The discharge of diverse pollutants has led to a complex water environment and posed a huge health threat to human and animals. Self-propelled micromotors have recently attracted considerable attentions for efficient water remediation due to their violent localized mass transfer effect. However, single functionalized component is difficult to tackle with the multiple contaminants and requires to combine different decontamination effects together. Here, we introduced a multifunctional micromotor to implement the adsorption and degradation roles simultaneously by integrating the poly (aspartic acid) (PASP) adsorbent with a MnO 2 -based catalyst. The as-prepared micromotors are well propelled in contaminated waters by MnO 2 catalyzing hydrogen peroxide. In addition, the catalytic ramsdellite MnO2(R-MnO2) inner layer is decorated with Fe 2 O 3 nanoparticles to improve their catalytic performance, contributing to an excellent degradation ability with 90% tetracycline (TC) removal in 50 minutes by enhanced Fenton-like reactions.

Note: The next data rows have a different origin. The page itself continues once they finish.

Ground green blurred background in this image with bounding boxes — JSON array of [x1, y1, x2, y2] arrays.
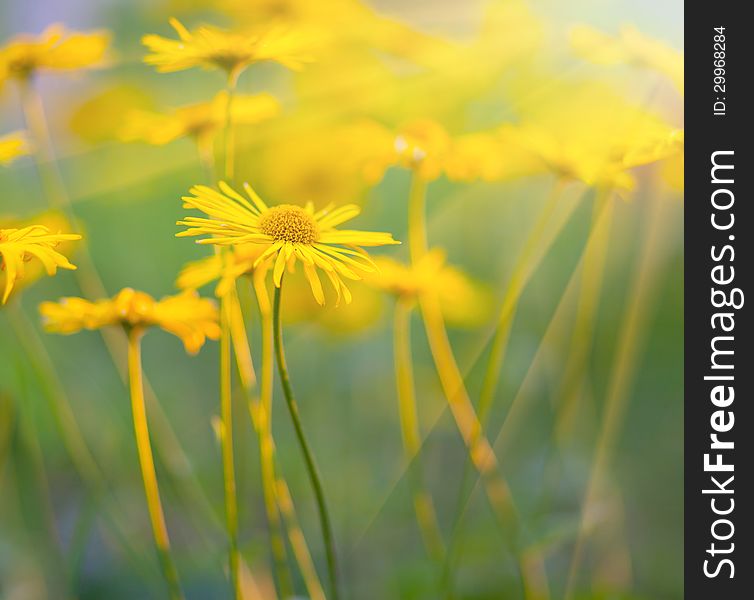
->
[[1, 1, 682, 598]]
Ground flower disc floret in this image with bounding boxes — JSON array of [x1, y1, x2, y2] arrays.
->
[[258, 204, 319, 244]]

Combining the attractive adsorption capability of poly (aspartic acid) (PASP), the composite micromotors offer an efficient removal of heavy metal ions in short time. Moreover, the designed micromotors are able to simultaneously remove antibiotic and heavy metals in mixed contaminants circumstance just in single treatment. This multifunctional micromotor with distinctive decontamination ability will exhibit a promising prospective in treating multiple pollutants in the future.